前世の因縁か…、この時点で私はそう思っていました。
私はこれから先を、皆さんにお話ししたくはないのです。でも、話の進行上、やはり話さねばならないでしょう。
寄り道をせず、あの日のように駅へ降り立ちました。駐車場の私の車に近づき…、その時、私は唖然としたのです。寄ってもいないホオズキ市の、あのホオズキの鉢が…、車のガラス越しに見えるではありませんか。しかもあの時と同じ助手席の上に置かれ、橙色の実をたわわにつけて…。
私は考えました。もう家には戻れないのだろう。そして、このまま時が進行すると、帰り道であの雷に遭遇し、ふたたび20年先へ連れて行かれ、しかもそれが永遠に繰り返されるのだろうと…。時空ポケットに陥った私、そうなるのが分かっているのなら、真新しい情報を入手して20年後に戻れば、特許、占い師、ギャンブルでの成金も…と、金欲も膨らみ、発想は飛躍していきました。

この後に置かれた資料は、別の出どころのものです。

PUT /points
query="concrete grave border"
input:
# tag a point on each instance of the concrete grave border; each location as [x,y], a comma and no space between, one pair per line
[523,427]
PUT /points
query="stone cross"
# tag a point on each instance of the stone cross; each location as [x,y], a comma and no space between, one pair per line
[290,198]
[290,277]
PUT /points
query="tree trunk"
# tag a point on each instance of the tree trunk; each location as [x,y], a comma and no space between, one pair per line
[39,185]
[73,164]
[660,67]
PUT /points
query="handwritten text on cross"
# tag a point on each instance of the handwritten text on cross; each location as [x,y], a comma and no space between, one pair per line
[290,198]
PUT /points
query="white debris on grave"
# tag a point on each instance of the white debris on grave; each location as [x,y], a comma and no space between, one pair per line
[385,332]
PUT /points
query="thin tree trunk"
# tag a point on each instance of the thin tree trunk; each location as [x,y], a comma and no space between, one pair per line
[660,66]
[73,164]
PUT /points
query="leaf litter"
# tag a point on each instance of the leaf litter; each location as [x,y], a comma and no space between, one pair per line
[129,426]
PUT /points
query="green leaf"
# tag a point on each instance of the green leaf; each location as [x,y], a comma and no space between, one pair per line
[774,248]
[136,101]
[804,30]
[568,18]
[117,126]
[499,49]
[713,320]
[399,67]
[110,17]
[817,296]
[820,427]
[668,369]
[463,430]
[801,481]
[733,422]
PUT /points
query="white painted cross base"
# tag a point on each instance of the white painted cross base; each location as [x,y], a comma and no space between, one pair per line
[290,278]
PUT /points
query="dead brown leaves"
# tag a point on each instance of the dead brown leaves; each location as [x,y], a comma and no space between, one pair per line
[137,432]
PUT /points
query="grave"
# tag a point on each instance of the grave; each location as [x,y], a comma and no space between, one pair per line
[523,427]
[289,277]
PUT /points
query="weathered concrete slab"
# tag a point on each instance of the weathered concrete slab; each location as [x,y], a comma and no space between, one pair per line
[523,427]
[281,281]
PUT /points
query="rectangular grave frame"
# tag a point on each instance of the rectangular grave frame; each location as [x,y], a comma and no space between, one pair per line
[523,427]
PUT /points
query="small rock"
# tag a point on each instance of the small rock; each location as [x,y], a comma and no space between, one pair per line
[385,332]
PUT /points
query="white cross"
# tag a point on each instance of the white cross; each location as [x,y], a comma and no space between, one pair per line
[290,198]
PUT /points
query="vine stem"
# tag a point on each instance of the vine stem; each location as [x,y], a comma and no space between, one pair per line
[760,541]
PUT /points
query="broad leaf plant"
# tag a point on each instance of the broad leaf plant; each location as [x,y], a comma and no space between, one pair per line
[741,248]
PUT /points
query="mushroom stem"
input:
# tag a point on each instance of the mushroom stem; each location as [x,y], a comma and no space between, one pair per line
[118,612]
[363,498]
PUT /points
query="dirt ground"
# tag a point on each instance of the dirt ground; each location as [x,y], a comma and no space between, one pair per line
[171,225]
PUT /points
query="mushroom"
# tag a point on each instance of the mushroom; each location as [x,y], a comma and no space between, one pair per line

「フフフ…」と、吹っ切れたかのように無意識の微笑を浮かべ、私は車に乗り込みました。小悪人になった気分でした。
そして、私が予感したとおり、ふたたびあの雷に出会ったのです。
白い閃光が走りました。やがて私の意識は案の定、ふたたび遠退いていきました。
悪い発想をすれば、結果は自ずと惨めになるものです。
「パパ、遅れるわよ」
妻の声で、目が覚めました。私は夢を見ていたのです。…いや、でしょう。
横には六才になる長男が寝相悪く寝ていますし、昨日二人で遊んだゲームソフトが枕許(まくらもと)にありました。そういえば、何度も振り出しに戻ったことを思い出しました。暑さで悪夢を見てしまったんだ…と、思いました。
『ハハハ…、そんな馬鹿な話はないよな』と、自分に言い聞かせつつ、夢であった安堵感と久しぶりに得たような開放感で、その朝、私は都庁へ向かったのです。
そして、仕事を終え帰路に着きました。
空は、また降りだしそうな薄墨色の空になり、蒸した熱気も夢の続きでしたが、あの出来事は夢だったんだ…という開放感がありました。そうして、漸(ようや)く、いつもの駐車場へ着き、止めた私の車に近づきますと、なんと…、窓ガラス越しに私の両眼に映ったものは…。
買っていない筈のあのホオズキの鉢が助手席の上に置かれてあり、そして雷鳴が遠くで小さく響き……。